I had a feeling that kernel compilation got slower recently and tried to find the slowest file across randconfig builds. It turned out to be arch/x86/xen/setup.c, which takes 15 seconds to preprocess on a reasonably fast Apple M1 Ultra.
This all comes from one line "extra_pages = min3(EXTRA_MEM_RATIO * min(max_pfn, PFN_DOWN(MAXMEM)), extra_pages, max_pages - max_pfn);" that expands to 47MB of preprocessor output after commits 80fcac55385c..867046cc70277.
@arnd But ... how? Even if it expanded to 47 kilobytes, that would be excessive, but 47 *megabytes*?
@KeyJ it nests min() multiple levels deep with the use of min3(), and each one expands its argument 20 times times now (up from 6 back in linux-6.6). This gets 8000 expansions for each of the arguments, plus a lot of extra bits with each expansion. PFN_DOWN(MAXMEM) contributes a bit to the initial size as well.
See https://pastebin.com/MmfWH7TM for the first few pages of it.
@dirksteins @arnd @KeyJ It's a huge constant expression that gets evaluated by the compiler.
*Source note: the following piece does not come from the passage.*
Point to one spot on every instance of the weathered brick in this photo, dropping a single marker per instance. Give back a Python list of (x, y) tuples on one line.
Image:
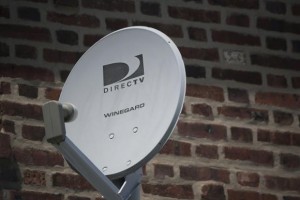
[(198, 34), (213, 192), (26, 51), (195, 71), (276, 43), (244, 113), (259, 157), (176, 148), (277, 81), (238, 95), (290, 161), (115, 24), (28, 13), (26, 72), (209, 54), (168, 190), (198, 15), (283, 183), (161, 171), (25, 32), (246, 4), (207, 151), (171, 30), (248, 179), (276, 7), (276, 62), (231, 37), (241, 134), (30, 156), (284, 100), (83, 20), (34, 177), (28, 91), (35, 133), (201, 130), (68, 180), (67, 37), (238, 19), (207, 92), (204, 174), (58, 56), (239, 76), (283, 118), (112, 5), (150, 8), (203, 110)]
The final code is (probably) fine.
@dirksteins @arnd @KeyJ There's no reason to doubt the correctness, but as has been noted, it is somewhat slow.
Now as shocking as this might be, it is quite tame compared to the boost C++ library.
I'm guessing that once the 47MB of preprocessor output is fed to the actual compiler, a lot of it will turn out to be semantically null or trivially redundant, and some really basic optimisations like hoisting and common subexpression elimination will collapse the rest back down to a handful of assembly instructions.